Mid‑market multi‑unit / quick‑service ($100,000–$500,000) – This tier includes fast‑casual restaurants, fitness centers and regional service brands. Costs now include a larger franchise fee, extensive equipment, lease‑deposit or property down‑payment, and 6‑12 months of working capital. Lenders often blend SBA 7(a) with conventional or franchisor‑approved programs. According to the Best Franchise Financing Companies 2026 report, the best‑rate lenders price these loans at 8‑14% APR depending on credit and collateral BridgeMarketplace.

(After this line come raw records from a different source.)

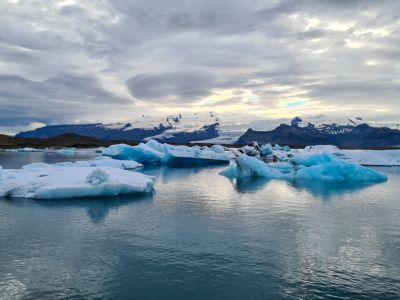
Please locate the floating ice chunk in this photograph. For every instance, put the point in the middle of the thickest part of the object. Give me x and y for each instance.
(141, 153)
(97, 162)
(326, 167)
(319, 166)
(321, 148)
(67, 151)
(155, 153)
(99, 150)
(217, 148)
(72, 182)
(98, 176)
(27, 149)
(266, 149)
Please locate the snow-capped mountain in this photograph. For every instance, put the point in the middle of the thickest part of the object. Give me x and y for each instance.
(353, 133)
(208, 127)
(173, 129)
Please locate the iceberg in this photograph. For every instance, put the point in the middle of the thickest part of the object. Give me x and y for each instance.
(72, 182)
(154, 152)
(101, 161)
(218, 148)
(321, 166)
(66, 151)
(28, 149)
(142, 153)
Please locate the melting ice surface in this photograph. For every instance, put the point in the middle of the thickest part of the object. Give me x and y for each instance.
(71, 182)
(201, 236)
(317, 166)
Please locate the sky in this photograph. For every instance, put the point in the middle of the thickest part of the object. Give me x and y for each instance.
(73, 61)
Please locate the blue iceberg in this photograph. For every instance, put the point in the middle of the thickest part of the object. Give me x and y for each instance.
(320, 166)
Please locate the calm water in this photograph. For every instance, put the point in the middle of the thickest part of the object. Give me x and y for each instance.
(200, 236)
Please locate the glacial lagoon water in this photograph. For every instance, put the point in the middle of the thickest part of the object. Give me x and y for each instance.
(202, 236)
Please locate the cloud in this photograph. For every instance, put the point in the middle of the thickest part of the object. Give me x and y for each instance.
(62, 98)
(70, 61)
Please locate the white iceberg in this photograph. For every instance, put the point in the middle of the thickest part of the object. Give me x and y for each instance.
(102, 161)
(28, 149)
(72, 182)
(155, 153)
(321, 166)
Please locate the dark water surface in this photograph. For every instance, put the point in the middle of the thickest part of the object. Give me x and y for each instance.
(201, 236)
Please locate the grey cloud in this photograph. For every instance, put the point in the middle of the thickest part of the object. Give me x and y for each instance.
(180, 51)
(65, 97)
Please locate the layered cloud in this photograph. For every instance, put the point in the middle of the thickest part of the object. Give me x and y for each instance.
(99, 60)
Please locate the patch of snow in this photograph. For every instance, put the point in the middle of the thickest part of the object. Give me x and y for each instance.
(72, 182)
(97, 162)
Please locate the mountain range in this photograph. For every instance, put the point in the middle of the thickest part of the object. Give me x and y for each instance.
(222, 129)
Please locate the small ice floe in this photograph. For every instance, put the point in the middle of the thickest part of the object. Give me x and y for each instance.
(66, 151)
(154, 152)
(28, 149)
(321, 166)
(72, 182)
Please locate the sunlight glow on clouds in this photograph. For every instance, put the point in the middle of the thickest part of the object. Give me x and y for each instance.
(102, 60)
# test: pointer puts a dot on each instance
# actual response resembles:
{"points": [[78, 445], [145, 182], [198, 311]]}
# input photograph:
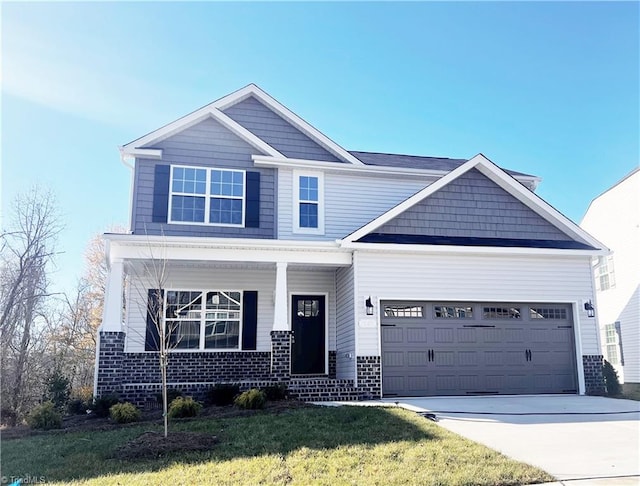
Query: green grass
{"points": [[332, 446]]}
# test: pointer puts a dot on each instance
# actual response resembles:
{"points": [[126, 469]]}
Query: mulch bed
{"points": [[83, 423]]}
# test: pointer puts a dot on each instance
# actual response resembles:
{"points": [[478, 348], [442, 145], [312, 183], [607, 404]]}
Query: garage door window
{"points": [[402, 310], [452, 312], [501, 313], [544, 313]]}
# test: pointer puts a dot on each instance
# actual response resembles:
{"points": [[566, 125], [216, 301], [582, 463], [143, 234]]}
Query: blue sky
{"points": [[545, 88]]}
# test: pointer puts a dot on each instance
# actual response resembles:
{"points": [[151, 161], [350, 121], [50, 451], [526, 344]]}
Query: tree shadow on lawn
{"points": [[262, 433]]}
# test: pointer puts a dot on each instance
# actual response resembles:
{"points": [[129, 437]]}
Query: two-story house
{"points": [[346, 275]]}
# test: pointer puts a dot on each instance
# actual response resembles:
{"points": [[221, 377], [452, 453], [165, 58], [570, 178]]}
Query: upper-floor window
{"points": [[207, 196], [308, 203], [604, 273]]}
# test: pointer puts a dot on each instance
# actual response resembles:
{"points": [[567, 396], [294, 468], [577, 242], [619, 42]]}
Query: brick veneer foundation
{"points": [[593, 378]]}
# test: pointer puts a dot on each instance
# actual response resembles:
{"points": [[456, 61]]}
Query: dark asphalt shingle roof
{"points": [[415, 162]]}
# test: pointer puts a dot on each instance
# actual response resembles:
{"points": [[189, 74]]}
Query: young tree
{"points": [[27, 249]]}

Large multi‑unit or real‑estate build‑out ($500,000–$2,000,000+) – For owners purchasing two or more units, acquiring property, or undertaking a high‑cost build‑out, financing becomes a mosaic of SBA 7(a), SBA 504, equipment lines and possibly a revolving working‑capital facility. Lenders look for strong collateral—often the real‑estate itself—and require a 20‑30% down‑payment. Total interest expense can rise 20‑30% for loan terms that extend to the SBA’s maximum 84‑month horizon Live Oak Bank. Processing times lengthen to 45‑60 days for large SBA packages, while equipment financing can close in 30‑45 days Live Oak Bank.

If you’re ready to acquire a new franchise, see our acquire new franchise guide for step‑by‑step instructions, and explore the acquisition financing page to match the right loan product to your growth plan.

What moves the price

  • Credit score – Borrowers with 740+ FICO qualify for the base SBA 7(a) rate of 8‑10% APR; those in the 620‑679 range pay a 3‑5% premium SBA.
  • Down‑payment size – A larger equity contribution lowers the loan‑to‑value ratio and can shave 1‑3% off the APR when collateral is pledged SBA.
  • Loan type – SBA‑backed loans are typically cheaper than non‑SBA alternatives, which often sit at 10‑14% APR for comparable risk profiles NerdWallet.
  • Collateral strength – Real‑estate or equipment pledged as security can reduce the APR by another 1‑3% and may improve the debt‑service‑coverage‑ratio (DSCR) calculation, which must stay above 1.25×SBA.

Background & context

Franchise financing blends traditional business‑loan underwriting with franchise‑specific requirements. The SBA monitors loan performance across the sector, and its 2026 SBA Lending Report shows that 2.1 million loans were analyzed, reinforcing the importance of DSCR, credit score and collateral PeerSense. Non‑SBA lenders often use revenue‑based financing or equipment leasing to fill gaps, but those products carry higher rates (9‑15% APR) and shorter terms. Understanding where a franchise sits on the cost spectrum helps you negotiate better terms and avoid under‑capitalizing the launch.

Bottom line

Financing a franchise in 2026 ranges from $25,000 for a low‑ticket service to $2 million for a multi‑unit real‑estate build‑out. Your position in that range hinges on credit quality, down‑payment size, loan program and collateral. See what you’d pay with a quick, no‑impact check and move one step closer to opening your doors.

Last reviewed 15/07/2026

Disclosures

This content is for educational purposes only and is not financial advice. franchiseeloan.com may receive compensation from partner lenders, which may influence which products are featured. Rates, terms, and availability vary by lender and applicant qualifications.